See, Hear, Feel, & Know - The Gifts

I sometimes feel crossing overs before they happen.

I sometimes feel new pregnancies before the parents have made it public.

I often feel the vibe of different lands when I travel.

 

I have felt and experienced: 

Touches on the nap of my neck

Banging of cabinet doors

Knocking on doors

Shaking of doors

Appliances spontaneously turning on

Dreams coming true

Dreams from other times, places, and spaces

Feelings of empty rooms being full

Jumps on my bed when I’m alone

Flashes of scenarios in my minds eye

Arriving to locations and feeling an overwhelm of emotions

Hearing a voice other than my own

Drinking alcohol in a group = feeling more

 

These experiences might seem other-worldly to some, or even enough to be labeled ´batty´, but they are my experiences nonetheless. My ´sensitivities` often had me feeling reluctant to share my true-whole self. Shoot, I had to learn who I was, how I tick, how I should navigate through a world who may look at me unbelievably. 

 

I know I’m not the only one.

 

I was lucky to grow up with a library of books of different beliefs. Any book or friend-of-a-friend story I heard, I soaked up. I read about psychic phenomenas and past lives. I sat at the foot of forests and in the breast of trees, feeling safe. I dreamt of beings who look different than us and I was extremely fascinated by extraterrestrials. I felt connected to the Native Americans, the moon, rivers, the sky, the stars.

 

For years, I kept quiet.

For years, there would be so much I wanted to talk about, but I didn’t know with who.
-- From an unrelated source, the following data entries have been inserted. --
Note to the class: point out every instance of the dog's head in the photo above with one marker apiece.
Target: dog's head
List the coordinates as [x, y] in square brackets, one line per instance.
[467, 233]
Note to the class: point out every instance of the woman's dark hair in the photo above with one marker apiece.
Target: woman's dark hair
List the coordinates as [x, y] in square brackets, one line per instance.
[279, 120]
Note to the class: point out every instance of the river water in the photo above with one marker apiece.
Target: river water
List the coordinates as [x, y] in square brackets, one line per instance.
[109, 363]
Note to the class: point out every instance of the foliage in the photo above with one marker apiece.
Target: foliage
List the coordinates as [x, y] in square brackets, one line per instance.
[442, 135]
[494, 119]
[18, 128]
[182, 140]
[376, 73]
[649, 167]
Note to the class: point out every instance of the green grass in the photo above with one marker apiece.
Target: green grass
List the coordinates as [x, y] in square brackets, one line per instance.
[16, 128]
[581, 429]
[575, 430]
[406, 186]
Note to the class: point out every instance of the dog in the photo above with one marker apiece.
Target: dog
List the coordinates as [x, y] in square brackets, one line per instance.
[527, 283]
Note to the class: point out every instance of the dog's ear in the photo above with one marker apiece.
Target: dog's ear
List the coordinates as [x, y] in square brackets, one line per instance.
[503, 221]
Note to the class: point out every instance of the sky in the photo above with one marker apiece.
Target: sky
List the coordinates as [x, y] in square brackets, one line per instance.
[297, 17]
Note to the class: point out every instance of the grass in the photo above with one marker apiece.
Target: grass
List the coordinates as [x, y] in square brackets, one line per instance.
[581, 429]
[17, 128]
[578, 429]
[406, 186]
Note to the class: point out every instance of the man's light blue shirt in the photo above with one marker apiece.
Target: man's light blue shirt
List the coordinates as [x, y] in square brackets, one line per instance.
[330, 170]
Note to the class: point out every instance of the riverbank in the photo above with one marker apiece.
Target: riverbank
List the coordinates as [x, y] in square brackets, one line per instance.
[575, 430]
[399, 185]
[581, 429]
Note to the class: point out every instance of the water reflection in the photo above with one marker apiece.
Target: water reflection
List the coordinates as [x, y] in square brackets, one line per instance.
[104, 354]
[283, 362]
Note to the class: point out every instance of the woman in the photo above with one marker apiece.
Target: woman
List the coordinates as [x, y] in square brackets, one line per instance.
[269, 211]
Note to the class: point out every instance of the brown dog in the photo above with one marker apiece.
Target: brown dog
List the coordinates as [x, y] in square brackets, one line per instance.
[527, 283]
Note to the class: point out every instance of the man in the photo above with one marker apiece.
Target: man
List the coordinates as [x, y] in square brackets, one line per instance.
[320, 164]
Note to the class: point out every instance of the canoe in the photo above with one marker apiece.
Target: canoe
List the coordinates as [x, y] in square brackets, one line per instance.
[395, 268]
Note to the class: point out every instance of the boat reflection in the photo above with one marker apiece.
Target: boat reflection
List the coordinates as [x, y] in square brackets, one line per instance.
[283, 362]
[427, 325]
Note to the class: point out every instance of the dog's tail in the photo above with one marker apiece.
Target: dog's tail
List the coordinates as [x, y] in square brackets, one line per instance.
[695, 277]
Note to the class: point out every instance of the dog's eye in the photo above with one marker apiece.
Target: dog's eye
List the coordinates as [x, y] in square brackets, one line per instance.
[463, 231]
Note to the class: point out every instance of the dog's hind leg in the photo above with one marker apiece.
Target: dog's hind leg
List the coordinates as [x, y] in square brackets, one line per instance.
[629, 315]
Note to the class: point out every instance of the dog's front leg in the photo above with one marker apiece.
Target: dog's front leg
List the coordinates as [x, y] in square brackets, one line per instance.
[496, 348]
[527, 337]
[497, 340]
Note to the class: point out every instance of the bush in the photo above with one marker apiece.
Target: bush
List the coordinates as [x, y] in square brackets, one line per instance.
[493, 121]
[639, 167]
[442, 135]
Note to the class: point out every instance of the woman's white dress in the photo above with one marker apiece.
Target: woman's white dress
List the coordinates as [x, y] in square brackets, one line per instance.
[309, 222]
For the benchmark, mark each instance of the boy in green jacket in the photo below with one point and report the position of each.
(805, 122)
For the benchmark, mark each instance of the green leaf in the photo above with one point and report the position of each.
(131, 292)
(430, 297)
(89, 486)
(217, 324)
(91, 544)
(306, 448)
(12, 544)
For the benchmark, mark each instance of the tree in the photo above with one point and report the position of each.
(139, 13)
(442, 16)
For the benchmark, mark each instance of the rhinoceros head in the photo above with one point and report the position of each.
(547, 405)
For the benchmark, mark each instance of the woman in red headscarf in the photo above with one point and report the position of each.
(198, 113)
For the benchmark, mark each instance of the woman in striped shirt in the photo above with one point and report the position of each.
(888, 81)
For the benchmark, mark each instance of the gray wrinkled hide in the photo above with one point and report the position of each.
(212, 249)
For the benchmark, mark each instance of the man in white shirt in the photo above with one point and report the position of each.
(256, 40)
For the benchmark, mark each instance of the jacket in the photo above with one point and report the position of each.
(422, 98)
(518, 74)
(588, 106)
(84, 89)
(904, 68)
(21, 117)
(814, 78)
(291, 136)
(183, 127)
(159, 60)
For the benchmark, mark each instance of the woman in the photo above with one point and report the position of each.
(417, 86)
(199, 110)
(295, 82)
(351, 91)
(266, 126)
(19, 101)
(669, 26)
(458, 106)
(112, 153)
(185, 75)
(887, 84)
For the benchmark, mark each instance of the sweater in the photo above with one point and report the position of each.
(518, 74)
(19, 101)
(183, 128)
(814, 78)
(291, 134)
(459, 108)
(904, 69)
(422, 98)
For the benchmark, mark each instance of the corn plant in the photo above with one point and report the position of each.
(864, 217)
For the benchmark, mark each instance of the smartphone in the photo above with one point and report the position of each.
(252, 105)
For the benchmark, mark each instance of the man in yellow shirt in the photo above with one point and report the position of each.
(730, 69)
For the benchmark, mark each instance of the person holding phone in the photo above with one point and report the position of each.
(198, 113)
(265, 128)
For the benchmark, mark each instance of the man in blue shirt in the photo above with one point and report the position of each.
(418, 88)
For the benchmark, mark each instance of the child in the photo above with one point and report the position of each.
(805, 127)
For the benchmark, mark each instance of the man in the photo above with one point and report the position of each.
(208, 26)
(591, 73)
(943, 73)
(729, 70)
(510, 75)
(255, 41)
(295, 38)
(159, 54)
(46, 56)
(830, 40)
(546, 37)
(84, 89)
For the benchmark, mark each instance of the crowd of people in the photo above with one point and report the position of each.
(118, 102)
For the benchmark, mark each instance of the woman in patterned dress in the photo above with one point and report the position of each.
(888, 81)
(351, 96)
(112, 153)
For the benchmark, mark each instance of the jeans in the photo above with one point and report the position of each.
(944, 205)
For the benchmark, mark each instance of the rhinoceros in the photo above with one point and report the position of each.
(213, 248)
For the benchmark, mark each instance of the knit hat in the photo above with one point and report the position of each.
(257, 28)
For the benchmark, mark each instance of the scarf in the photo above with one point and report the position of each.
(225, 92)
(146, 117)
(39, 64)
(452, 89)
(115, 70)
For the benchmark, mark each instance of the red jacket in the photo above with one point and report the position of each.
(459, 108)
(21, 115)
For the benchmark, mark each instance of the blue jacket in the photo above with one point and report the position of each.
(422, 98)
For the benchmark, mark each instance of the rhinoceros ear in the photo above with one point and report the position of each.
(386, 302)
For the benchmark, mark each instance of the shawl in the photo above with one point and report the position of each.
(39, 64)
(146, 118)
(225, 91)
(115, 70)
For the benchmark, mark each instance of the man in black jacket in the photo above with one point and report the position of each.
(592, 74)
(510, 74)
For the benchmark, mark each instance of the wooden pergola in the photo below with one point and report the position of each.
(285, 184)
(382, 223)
For years, I felt lonely, though I had so many friends.

 

And then the catalysts started happening. I started reflecting and more experiences came into my path. As I began to reflect, I realised that I had to make a choice. Either I embrace that these things are part of my experience, or I continue to live a life where I don’t embrace this very real side of myself.

 

I had to start developing a voice, because I realised that I wasn’t the only one like this in my family, and if I was like this in my generation, then maybe one or both of my kids would be too. When a person starts to realise that they are picking up on `unseen` information, it can feel scary at first.

 

The first time I heard a voice other than my own, I was breastfeeding my 2nd born. It was nighttime and I was in a different zone  - relaxed but yet present enough to know when it was time to change breasts. And very nonchalantly, I heard my name spoken, in my head. It definitely wasn’t my baby. I double checked if it was my own voice - it wasn’t. It was a clear, loud as day, male voice. The next time I heard this same voice was when I was reading, into the early morning hours. I couldn’t put the book down, despite my eyes constantly closing, head nodding off, and having to repeatedly read the sentences again. `Just close your eyes…` I heard. My eyes, now wide open, looked to the side in disbelief, and I quickly shut the book and responded, `Oooohh K….good idea!` The following time I heard a voice, was a very different one and it was more a plea for help. At the same time I sensed that it was someone getting ready to cross-over. It came to me automatically of how to help them realise that it was okay to continue on their journey.

 

I´ve been asked before if I couldn’t just `shut it off`, and I responded along the lines of, `if I shut it off, I´d be shutting a part of myself off…again.` And that’s it, I don’t want to live a life where I sweep a very important part of myself under a rug. 5 years ago, I felt really scared to start speaking openly about this. I thought more about all of the people I knew, from all of the places I’ve lived, friends of the family, business colleagues - what would they all think about me? The shy, sweet, and quiet young lady. Eventually, the importance of normalising experiences of `sensitivities` for fellow sensitives, especially my own children, became more important.

 

I appear shy because I am feeling more than the words spoken.

I appear sweet because I am genuinely interested.

I appear quiet because it might not be the right time to speak.

 

Aaah, but it is Now.

 

 

Have you had unexplainable experiences? How did you feel?